COLUMBUS, Ohio — The U.S. Department of Agriculture National Agricultural Statistics Service (USDA NASS) recently released its five-year, comprehensive survey of U.S. agriculture, the 2017 Census of Agriculture. Using that data, the Ohio Ecological Food and Farm Association (OEFFA) has published an analysis, “Ohio Agriculture: The Changing Contours of Farming,” which illustrates important trends and opportunities for growth and investment in Ohio agriculture.
“The new NASS data reveals ongoing challenges, like an aging farmer population and consolidation in agriculture, but also very positive growth in the number of beginning and organic farmers, as well as an increase in farmland for the first time in decades,” said Amalie Lipstreu, policy director for OEFFA. “These trends provide data needed for Ohio policymakers to make real investments to grow the agricultural economy in the state and create jobs that contribute to community economic, environmental, and social health.”
The USDA NASS census was sent to millions of farmers and sought information from any farm operation generating $1,000 or more of agricultural products.
Other notable findings from the survey include:
- The number of women operators in the U.S. increased 27 percent.
- In Ohio, 91 percent of farms are 499 acres or less and the amount of leased land in farming decreased by almost 165,000 acres.
- Nationally, the number of conventional farmers seeking organic certification increased by almost 40 percent.
- Ohio is 6th in the nation in the number of certified organic farms and 2nd in the nation in the number of acres being transitioned to organic production systems.

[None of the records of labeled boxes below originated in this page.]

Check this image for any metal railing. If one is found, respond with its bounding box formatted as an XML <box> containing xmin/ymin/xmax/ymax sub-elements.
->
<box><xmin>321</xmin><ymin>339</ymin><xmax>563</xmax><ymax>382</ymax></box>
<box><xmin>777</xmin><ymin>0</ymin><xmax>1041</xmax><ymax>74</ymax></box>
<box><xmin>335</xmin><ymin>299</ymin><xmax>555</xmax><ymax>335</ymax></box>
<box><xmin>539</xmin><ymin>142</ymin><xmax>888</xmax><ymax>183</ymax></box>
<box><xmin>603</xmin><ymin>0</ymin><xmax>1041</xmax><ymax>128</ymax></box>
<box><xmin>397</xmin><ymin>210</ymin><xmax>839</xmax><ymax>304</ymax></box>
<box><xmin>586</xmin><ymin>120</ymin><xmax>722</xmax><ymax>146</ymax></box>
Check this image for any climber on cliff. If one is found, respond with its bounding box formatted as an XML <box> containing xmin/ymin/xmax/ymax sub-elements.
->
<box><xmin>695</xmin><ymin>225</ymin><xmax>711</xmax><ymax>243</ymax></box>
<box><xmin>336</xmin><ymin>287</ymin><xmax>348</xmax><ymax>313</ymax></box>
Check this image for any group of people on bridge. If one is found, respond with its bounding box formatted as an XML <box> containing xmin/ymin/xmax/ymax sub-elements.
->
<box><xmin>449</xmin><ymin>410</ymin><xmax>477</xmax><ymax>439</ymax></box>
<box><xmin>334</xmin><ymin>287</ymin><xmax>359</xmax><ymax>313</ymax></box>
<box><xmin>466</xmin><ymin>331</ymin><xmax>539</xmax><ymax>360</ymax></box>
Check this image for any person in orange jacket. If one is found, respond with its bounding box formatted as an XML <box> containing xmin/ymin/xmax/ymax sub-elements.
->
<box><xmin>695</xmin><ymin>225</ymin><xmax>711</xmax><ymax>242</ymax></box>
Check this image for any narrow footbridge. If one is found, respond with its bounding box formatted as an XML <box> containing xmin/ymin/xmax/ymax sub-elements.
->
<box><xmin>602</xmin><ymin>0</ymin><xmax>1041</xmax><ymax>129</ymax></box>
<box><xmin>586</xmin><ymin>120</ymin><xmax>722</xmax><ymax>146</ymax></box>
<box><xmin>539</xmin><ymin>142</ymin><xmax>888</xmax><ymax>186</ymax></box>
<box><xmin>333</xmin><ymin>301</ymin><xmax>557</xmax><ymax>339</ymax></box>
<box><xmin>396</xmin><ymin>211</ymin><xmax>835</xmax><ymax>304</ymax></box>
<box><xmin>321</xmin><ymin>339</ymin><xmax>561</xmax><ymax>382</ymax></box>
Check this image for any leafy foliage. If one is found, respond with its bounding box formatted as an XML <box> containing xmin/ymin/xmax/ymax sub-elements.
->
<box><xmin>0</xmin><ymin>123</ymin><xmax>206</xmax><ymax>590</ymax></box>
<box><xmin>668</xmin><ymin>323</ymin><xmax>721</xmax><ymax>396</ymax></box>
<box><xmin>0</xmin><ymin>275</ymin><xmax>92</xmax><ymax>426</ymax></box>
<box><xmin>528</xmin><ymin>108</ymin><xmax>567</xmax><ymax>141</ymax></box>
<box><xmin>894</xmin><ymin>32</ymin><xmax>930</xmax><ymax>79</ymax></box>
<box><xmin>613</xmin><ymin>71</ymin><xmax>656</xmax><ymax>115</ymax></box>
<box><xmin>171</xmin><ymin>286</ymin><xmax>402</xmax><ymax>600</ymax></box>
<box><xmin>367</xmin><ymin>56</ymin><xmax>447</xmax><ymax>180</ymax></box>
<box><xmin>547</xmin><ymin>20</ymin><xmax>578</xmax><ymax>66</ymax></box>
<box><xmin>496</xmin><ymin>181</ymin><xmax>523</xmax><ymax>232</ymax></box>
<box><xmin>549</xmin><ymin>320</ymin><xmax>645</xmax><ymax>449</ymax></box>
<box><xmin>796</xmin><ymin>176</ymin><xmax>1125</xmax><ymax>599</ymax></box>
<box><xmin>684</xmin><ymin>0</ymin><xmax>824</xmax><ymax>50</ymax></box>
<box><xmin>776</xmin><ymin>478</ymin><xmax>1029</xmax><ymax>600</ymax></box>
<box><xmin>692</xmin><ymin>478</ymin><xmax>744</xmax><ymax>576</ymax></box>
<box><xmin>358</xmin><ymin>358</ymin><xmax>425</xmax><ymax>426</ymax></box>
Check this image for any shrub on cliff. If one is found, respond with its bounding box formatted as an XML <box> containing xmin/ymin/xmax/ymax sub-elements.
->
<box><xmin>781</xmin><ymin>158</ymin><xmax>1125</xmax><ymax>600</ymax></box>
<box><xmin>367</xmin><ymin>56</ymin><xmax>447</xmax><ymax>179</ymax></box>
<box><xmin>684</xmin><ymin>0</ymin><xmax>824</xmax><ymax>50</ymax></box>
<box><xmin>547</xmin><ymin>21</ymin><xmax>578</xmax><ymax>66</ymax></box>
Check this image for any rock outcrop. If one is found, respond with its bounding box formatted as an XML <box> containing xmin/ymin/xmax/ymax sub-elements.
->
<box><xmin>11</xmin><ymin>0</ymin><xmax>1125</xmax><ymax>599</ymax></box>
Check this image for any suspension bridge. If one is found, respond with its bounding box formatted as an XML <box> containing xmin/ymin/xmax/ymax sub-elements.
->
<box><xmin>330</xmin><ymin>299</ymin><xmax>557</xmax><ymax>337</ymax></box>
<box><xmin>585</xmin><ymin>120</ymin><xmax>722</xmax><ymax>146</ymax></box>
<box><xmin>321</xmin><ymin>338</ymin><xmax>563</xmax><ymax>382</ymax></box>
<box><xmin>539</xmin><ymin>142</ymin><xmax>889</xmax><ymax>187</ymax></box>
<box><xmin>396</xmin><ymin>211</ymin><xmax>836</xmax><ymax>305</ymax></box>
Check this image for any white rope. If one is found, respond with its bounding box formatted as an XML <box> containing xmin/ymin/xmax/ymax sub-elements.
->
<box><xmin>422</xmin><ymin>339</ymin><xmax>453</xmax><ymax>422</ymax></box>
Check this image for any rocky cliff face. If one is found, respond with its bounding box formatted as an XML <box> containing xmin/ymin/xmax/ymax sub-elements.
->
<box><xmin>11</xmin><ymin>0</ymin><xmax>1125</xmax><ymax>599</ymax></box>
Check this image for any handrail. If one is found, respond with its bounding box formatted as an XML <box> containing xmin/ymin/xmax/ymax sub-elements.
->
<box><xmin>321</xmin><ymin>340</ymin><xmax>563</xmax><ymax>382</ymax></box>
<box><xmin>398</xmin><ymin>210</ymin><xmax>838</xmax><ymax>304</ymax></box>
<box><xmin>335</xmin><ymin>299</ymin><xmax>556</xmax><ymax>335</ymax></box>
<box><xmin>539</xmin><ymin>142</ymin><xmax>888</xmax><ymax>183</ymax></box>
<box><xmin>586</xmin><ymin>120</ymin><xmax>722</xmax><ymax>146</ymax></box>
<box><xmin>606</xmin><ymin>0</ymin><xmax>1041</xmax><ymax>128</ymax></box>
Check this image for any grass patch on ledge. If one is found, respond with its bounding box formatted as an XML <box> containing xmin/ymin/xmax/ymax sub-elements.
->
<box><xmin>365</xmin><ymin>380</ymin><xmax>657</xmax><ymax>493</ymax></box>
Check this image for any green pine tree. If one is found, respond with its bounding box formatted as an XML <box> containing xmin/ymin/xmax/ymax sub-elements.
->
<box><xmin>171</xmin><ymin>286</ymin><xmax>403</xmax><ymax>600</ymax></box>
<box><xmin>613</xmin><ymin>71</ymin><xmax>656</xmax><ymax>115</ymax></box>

“The growth in interest in organics, which is a voluntary, market-based certification program that requires a comprehensive annual farm plan, inspections, and oversight, should send a signal that organic agriculture is a viable option for improving water quality in Ohio,” said Lipstreu. “As the Governor and the Ohio Legislature contemplate ways to incentivize good management practices, certified organic production systems—which help to build soil structure and reduce runoff—need to be prioritized.”
Other areas ripe for investment, according to Lipstreu, include local and regional food systems. The value of food sold directly to U.S. consumers almost doubled since the last census. “Investments in meat processing, as well as fruit and vegetable processing and distribution infrastructure can result in a huge return on investment,” she concluded.